Popular culture, by and large, is thought of as stuff that gets consumed in some sort of public forum. Films, music, TV, comedy; they all have a directly ‘mass’ orientation. By its very nature popular culture describes something that has a large-scale public appeal. But that’s changing.

The nature of our digital lives means that, even as the mass side of that popular culture equation continues unabated, there is a developing aspect to it that is more personally tailored, more intimately consumed and more individually selected. Popular culture is losing some of its ostensibly public character.

If the twentieth century was dominated by Henry Ford’s ‘you can have any colour you want so long as it’s black’ mass marketing, the twenty first is something altogether at the other end of the scale. Now you can have any colour you want, and if it doesn’t already exist you can go through Windows’ paint shop options to invent it. In 2014 you can have any combination of coloured pixels you want – period.



There is a ying and a yang to this which means that both sides of the equation are in play at the same time. So we can say that, for example, online gaming has become a feature of popular culture that is every bit as significant as the influence of Hollywood – economically it’s actually bigger, but that’s another story.

But whereas Hollywood films are pretty much the same for everyone who watches them, online gaming experiences are far more personal. They are more likely to reflect player tastes and decisions as an integral part of their delivery.

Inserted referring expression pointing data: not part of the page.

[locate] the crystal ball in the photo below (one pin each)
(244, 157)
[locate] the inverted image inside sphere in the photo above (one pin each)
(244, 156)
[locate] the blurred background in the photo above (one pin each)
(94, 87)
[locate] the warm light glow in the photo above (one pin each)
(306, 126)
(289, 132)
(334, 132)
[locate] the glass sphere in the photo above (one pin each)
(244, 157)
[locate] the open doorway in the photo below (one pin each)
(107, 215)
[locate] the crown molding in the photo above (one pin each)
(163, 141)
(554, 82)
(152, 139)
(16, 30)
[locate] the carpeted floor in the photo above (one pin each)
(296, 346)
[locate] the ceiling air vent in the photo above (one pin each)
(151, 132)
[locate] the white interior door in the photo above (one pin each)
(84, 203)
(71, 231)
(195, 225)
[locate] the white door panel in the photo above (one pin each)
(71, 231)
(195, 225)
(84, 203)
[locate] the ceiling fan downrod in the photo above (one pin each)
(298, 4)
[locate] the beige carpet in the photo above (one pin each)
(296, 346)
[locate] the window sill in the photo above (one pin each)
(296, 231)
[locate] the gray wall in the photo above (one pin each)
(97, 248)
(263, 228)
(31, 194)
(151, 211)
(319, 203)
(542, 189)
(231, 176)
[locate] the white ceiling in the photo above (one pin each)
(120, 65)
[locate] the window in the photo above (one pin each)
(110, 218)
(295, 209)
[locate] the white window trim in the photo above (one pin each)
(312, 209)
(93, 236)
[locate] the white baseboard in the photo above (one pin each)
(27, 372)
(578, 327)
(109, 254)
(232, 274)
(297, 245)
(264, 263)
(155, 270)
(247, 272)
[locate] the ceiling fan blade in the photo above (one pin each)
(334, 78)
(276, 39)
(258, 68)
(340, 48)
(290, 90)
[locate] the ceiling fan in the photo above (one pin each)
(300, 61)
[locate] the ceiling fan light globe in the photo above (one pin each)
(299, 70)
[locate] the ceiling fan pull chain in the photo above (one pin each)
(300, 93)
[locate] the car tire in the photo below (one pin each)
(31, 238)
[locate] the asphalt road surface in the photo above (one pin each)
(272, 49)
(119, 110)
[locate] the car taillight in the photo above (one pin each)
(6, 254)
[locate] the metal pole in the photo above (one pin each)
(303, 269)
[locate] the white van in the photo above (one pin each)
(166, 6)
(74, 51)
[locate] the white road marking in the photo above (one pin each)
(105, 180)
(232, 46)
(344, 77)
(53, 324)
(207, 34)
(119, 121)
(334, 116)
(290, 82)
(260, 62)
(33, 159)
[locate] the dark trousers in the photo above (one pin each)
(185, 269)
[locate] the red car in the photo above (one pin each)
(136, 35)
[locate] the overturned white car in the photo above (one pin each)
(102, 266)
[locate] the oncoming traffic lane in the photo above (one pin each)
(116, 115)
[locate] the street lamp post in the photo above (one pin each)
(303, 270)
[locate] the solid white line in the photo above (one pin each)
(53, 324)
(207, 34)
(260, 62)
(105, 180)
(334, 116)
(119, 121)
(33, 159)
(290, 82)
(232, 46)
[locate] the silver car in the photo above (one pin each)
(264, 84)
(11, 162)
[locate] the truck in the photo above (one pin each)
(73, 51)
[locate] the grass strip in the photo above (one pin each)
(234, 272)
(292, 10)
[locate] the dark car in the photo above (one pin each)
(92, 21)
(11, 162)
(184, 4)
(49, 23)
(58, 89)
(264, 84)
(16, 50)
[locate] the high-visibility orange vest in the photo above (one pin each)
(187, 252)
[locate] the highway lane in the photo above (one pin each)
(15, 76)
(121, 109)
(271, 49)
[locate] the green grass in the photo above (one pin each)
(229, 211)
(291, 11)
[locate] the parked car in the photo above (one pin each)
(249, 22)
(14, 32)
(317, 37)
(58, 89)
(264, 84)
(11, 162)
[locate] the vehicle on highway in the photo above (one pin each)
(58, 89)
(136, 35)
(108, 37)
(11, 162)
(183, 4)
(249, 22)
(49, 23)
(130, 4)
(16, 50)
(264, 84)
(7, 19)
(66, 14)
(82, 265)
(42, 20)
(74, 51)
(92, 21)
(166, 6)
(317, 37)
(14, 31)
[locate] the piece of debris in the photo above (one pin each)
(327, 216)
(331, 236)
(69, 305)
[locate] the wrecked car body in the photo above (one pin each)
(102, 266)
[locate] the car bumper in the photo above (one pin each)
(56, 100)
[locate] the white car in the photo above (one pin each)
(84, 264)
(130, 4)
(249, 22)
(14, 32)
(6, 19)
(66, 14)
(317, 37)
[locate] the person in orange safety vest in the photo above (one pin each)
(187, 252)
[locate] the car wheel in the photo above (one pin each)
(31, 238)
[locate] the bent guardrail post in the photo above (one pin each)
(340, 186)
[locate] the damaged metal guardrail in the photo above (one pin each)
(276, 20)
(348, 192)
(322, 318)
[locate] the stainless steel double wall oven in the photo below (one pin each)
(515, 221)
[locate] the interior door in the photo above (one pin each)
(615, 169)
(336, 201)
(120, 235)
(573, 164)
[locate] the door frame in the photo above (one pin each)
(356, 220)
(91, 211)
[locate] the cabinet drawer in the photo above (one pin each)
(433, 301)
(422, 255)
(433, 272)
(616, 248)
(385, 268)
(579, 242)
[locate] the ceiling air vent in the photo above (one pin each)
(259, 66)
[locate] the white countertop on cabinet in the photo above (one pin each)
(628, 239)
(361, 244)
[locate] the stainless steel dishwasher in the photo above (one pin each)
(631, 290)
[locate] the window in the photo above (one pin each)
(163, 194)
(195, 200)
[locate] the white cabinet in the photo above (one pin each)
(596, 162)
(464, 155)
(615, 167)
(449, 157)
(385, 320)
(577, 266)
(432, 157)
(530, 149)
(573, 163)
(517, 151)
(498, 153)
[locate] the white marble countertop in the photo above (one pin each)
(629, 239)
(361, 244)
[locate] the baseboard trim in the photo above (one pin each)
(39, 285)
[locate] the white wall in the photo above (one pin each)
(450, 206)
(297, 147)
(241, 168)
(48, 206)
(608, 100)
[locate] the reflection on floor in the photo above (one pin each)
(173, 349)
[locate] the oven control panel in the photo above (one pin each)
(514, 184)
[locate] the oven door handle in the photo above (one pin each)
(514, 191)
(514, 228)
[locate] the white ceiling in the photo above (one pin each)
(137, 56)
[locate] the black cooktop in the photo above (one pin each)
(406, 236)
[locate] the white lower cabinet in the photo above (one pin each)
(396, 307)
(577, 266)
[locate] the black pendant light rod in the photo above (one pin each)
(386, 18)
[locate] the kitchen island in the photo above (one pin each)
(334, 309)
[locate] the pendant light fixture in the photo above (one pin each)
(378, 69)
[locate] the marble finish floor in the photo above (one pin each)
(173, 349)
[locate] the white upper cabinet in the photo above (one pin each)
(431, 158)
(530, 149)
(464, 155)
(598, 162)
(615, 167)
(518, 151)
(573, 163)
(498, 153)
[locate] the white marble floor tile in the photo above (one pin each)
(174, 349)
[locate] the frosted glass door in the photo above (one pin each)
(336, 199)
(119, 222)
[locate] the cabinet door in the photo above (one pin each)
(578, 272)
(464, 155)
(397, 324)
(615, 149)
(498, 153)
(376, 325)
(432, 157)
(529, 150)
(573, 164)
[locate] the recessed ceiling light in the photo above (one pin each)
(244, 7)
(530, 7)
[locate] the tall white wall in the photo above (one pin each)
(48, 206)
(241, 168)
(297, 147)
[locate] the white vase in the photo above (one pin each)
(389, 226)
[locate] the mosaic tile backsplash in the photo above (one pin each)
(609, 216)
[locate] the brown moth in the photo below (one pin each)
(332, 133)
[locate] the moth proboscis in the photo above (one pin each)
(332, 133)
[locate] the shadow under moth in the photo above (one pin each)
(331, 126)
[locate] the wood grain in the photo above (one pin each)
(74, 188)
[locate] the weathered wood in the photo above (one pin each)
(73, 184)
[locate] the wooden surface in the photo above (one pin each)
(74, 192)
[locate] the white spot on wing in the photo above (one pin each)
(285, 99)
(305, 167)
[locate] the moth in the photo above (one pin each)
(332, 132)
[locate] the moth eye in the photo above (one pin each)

Gaming sites as listed on forums like http://onlinecasinobluebook.com/ca will offer players the opportunity to tailor their desktops to suit their individual tastes, just as they will provide a range of different games to actually play. In contrast to the utilitarian ‘take it or take it’ logic of Henry Ford, the key provision is the offer of choice. Choosing is the new black.

And whilst this radical change in how we are addressed as customers is unfolding, so is the turn to commercially provided recreation. Hollywood was just the start. The fastest growing commercial sectors on earth are no longer to do with manufacture and supply, they are all about gaming and access.

Take a look at what’s on offer in terms of online gambling – regularly cited as the fastest growing industrial sector on the planet. You’ll be amazed at just how much choice there is out there. Poker, bingo, casino, roulette, slots… you name it. The range of options and branded alternatives is, at first sight at least, quite mind boggling. The fact that sites like the online casino blue book exist to help steer people towards the best of what is on offer points to just how much choice there is out there. There are now choices of choices.

In the process of all this choosing, and refining of choices, we as consumers are becoming ever more expert in the one thing that defined us as consumers in the first place – although we may not have realised it at the time. That is, we are, each and every one of us, becoming experts in determining precisely what it is we want, and precisely when and how we would like it delivered. Henry Ford is probably spinning in his grave.